Is It More Than Just Morning Sickness?

Posted on Jan 22, 2012 | Blog Posts, Pregnancy Health Category | | Print This Article

Fran e Rafaela
Creative Commons License photo credit: criispi


Morning sickness is a normal part of pregnancy, and is actually seen by most health care professionals as a sign that your baby’s development is progressing normally. Obviously, it is uncomfortable and inconvenient and you should, by all means, take whatever steps you can to mitigate its effects, but most of the time it is nothing to be worried about as far as your health or your baby’s health are concerned. However, there are a few instances where too much of an unpleasant thing is bad for you and your baby. Here are some of the conditions you should look for that might indicate you have a problem that is more serious than morning sickness. If any of the following conditions applies to you, seek the advice of your doctor or health care professional.


  • If nausea and vomiting continue far into the second trimester, or past your thirteenth week of pregnancy, consult a doctor. This is not necessarily a reason to be overly concerned, as morning sickness sometimes lasts throughout the duration of pregnancy, but your doctor will want to rule out some other health issues that may be causing the morning sickness to continue beyond its normal duration.

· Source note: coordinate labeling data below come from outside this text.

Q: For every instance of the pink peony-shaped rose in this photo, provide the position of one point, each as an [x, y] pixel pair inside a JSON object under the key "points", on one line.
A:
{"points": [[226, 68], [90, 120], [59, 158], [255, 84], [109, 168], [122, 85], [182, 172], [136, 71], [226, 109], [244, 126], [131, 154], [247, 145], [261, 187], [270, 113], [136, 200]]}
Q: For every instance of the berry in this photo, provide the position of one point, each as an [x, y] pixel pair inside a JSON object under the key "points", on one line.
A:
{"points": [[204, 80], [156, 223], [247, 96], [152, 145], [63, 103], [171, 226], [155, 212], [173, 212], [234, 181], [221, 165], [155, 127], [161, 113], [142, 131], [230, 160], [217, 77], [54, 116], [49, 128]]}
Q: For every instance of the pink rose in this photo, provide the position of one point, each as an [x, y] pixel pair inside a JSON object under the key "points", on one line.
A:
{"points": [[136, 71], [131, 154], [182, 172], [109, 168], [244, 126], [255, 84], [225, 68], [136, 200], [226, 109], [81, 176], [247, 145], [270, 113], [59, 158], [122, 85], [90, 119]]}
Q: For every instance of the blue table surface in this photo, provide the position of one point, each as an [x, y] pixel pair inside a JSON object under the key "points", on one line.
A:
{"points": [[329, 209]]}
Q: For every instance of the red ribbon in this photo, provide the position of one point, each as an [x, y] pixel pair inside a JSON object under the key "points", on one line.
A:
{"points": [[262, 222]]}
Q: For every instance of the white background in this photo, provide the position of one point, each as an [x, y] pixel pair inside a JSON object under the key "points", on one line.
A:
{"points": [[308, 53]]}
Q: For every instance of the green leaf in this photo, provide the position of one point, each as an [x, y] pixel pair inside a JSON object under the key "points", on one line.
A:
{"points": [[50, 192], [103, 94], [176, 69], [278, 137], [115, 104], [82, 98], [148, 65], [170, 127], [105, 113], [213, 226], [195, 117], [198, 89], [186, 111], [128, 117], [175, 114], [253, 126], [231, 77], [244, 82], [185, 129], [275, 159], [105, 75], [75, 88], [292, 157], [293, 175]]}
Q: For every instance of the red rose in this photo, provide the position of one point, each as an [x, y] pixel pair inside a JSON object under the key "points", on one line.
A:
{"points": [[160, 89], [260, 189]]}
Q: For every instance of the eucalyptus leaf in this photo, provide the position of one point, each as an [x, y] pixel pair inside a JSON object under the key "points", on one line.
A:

  • If your vomiting and nausea is making it difficult or impossible to keep food down, see a doctor. In general, you should consult your health care professional if you are having trouble keeping two or more consecutive meals down, especially if you have tried eating small doses of easily digestible food and still can’t keep it down.


  • If your morning sickness signs are accompanied by fever or pain, consult your health care provider, as you may be dealing with the flu or other sicknesses other than normal morning sickness.


  • If you are losing weight during your pregnancy, inform your doctor right away.


  • If you are unable to keep fluids down, consult your health care professional. Inability to take fluids in can rapidly lead to dehydration, which is bad for you and your baby. In some cases, you may need to have intravenous fluids to keep your fluid intake at an appropriate level.


  • If vomiting and nausea are severe, keep your doctor or health care provider informed.